If CX multiplexing is combined with nested call outs, the caller must repeatedly re-select its CX:

mycx::doit2() {
  if (cx < 0) return sw2(…);    // pure software if CX absent
  for (…) {
    cx_select(cx);      // csrw cx_index,cx // (Rule 3) select MYCX
    c[i] = cx_reg(FN,a[i],b[i]); // custom-0 rd,FN,rs1,rs2
    d[i] = func(c[i]);      // (Rule 2)
  }
  cx_select(0);         // csrw cx_index,zero // (Rule 4) select legacy mode
  ...
}
ubc-guy commented 6 months ago

in the last code example,it should be clear that func(..) is actually mycx::func(..) rather than legacy::func(..)

grayresearch commented 6 months ago

That is not my intention. In the last example, func() is any function. Might be in the class, might be in the CX library, might be elsewhere. Might use legacy custom instructions, might use MYCX custom instructions, might do neither. It doesn't matter. Rule 2 says we always reset cx_index to 0 (legacy mode) before calling any function and assume it is trash after returning from any function.

In general with separately versioned dynamic libraries typical in real world Linux code, even if you think you know what func() is or does, func() (transitively) may change after you test and ship your code.

Although as noted above, you may be able to do some CX ABI interprocedural optimizations within your monolithic library.

BrandonFrei commented 6 months ago

Regarding rule 2, is it possible to add a note that says this is the case for : "On entry to a function, and after each function call that is not a cx_reg / cx_imm / cx_flex, a thread's CX selection is UNDEFINED.". Otherwise, without the example, I would think that it would be needed to do something like this:


for (…)
    cx_select(cx);      // csrw cx_index,cx // (Rule 3) select MYCX
    c[i] = cx_reg(FN,a[i],b[i]); // custom-0 rd,FN,rs1,rs2

I think the confusion comes from the fact that in the spec we call these (cx_reg / cx_imm / cx_flex) custom functions - so in my mind, each time we call them we're calling a function and need to perform cx_selection.

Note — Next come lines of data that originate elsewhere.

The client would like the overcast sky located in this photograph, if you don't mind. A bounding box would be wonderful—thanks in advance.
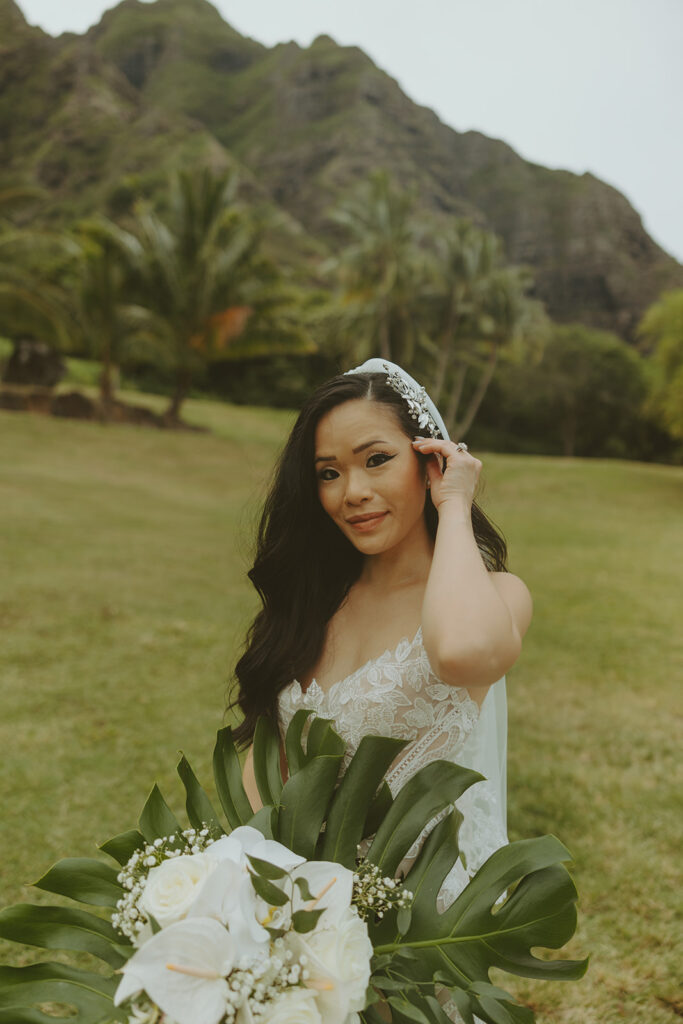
[18,0,683,261]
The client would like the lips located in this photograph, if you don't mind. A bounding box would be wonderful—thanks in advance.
[346,512,386,525]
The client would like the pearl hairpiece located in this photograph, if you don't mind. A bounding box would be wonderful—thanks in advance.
[382,362,441,437]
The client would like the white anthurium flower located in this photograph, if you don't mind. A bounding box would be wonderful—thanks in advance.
[207,825,305,871]
[114,918,236,1024]
[187,860,270,962]
[236,988,328,1024]
[292,860,353,928]
[140,853,215,928]
[286,907,373,1024]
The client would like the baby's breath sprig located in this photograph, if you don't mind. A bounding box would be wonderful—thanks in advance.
[352,857,413,921]
[223,938,308,1024]
[112,825,222,943]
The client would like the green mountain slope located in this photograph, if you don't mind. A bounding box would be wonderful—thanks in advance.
[5,0,683,338]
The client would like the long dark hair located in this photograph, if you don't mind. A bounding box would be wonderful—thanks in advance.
[230,373,507,745]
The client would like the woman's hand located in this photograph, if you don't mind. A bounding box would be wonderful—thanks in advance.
[413,437,481,509]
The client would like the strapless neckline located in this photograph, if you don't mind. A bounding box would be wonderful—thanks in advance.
[290,624,422,696]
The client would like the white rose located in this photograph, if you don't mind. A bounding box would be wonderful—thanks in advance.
[236,988,327,1024]
[287,908,373,1024]
[140,853,215,928]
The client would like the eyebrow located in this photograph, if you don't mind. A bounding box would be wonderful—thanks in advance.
[315,440,389,463]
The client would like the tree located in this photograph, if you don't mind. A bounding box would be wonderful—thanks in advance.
[321,170,424,364]
[72,217,146,421]
[0,184,76,346]
[422,218,548,437]
[123,169,314,425]
[637,289,683,439]
[536,324,646,456]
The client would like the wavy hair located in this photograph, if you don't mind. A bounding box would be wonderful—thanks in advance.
[229,373,507,746]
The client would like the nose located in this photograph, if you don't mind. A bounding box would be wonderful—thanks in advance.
[344,468,373,505]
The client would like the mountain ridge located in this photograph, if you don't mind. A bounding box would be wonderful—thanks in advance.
[5,0,683,340]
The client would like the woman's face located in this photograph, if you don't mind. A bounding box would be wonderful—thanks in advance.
[315,398,427,555]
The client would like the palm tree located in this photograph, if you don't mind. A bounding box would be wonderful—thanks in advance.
[423,218,502,404]
[72,217,142,421]
[323,170,423,362]
[0,184,76,354]
[124,169,314,425]
[444,266,548,437]
[422,218,547,437]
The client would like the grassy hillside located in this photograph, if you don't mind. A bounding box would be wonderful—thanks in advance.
[0,402,683,1024]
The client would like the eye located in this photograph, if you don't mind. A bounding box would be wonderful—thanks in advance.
[368,452,394,468]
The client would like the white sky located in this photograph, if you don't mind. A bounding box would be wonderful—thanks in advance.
[18,0,683,261]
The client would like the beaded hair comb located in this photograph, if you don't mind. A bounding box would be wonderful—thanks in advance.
[382,362,441,437]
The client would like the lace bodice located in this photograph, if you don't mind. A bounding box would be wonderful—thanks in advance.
[279,628,508,1024]
[279,628,507,909]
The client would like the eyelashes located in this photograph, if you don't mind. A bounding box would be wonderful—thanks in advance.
[317,452,396,483]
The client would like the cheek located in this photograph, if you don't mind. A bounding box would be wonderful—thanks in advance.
[317,484,338,515]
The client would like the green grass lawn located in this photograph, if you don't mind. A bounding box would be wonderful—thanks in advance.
[0,395,683,1024]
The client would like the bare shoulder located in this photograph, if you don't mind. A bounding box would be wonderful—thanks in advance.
[490,572,533,637]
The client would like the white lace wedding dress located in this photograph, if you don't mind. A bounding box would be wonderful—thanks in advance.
[279,628,508,1021]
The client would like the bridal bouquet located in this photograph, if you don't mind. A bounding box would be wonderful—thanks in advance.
[0,711,586,1024]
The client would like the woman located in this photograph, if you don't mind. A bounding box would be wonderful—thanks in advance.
[236,359,531,1019]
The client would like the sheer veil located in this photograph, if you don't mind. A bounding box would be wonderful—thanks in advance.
[346,358,508,842]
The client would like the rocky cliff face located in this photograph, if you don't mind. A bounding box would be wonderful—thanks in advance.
[0,0,683,338]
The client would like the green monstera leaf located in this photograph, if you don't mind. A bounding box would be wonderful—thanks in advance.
[0,710,587,1024]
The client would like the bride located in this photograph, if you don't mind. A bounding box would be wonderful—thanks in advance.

Maybe I'm alone in my interpretation of this.

grayresearch commented 6 months ago

LOL! Well each call of certain CX APIs (including cx_select, cx_reg, cx_imm, cx_flex, cx_status) should be inlined into the caller and become a single CSR[RW] or a single custom instruction. Once this happens there is no actual function call -- and if there is no concrete function call there is no need to restore basis (legacy) mode, and no need to assume the callee has killed the caller's CX selection (because there is no callee).

Alternately and equivalently we could amend /complicate the CX ABI rules to read: "function calls (except CX API function calls)". But I am happy to leave the rules as they are, simple.

Note the termology "custom function instruction" in the spec was introduced early on as a way to distinguish an ordinary custom instruction (which can do anything) from the verry narrowly scoped and constrained subset of custom instructions that can be used by composable extensions and their Custom Function Units. See custom function in %1.3 and %2.1. That is, CFUs modules that implement custom function instructions However, for reasons, in 2023 we renamed CFUs to CXUs, without retiring the name "custom function". We also have CF_IDs custom function IDs, etc. in the CXU-LI.

If we wish to retire the spec term "custom function instruction", we still need a good name for the constrained custom instruction(s) of a composable extension. Sometimes I write "CX custom instructions" but that's a tiresome mouthful. Perhapes "CX instructions" is the way. If they are CX instructions, they are custom instructions.

BrandonFrei commented 6 months ago

We propose new rules (TO BE EXPANDED): 6: cx identifier to know that we don't have to call to cx_select to select the cx_selector after entering a function - it is assumed to be called with a valid selector, and may use custom instructions.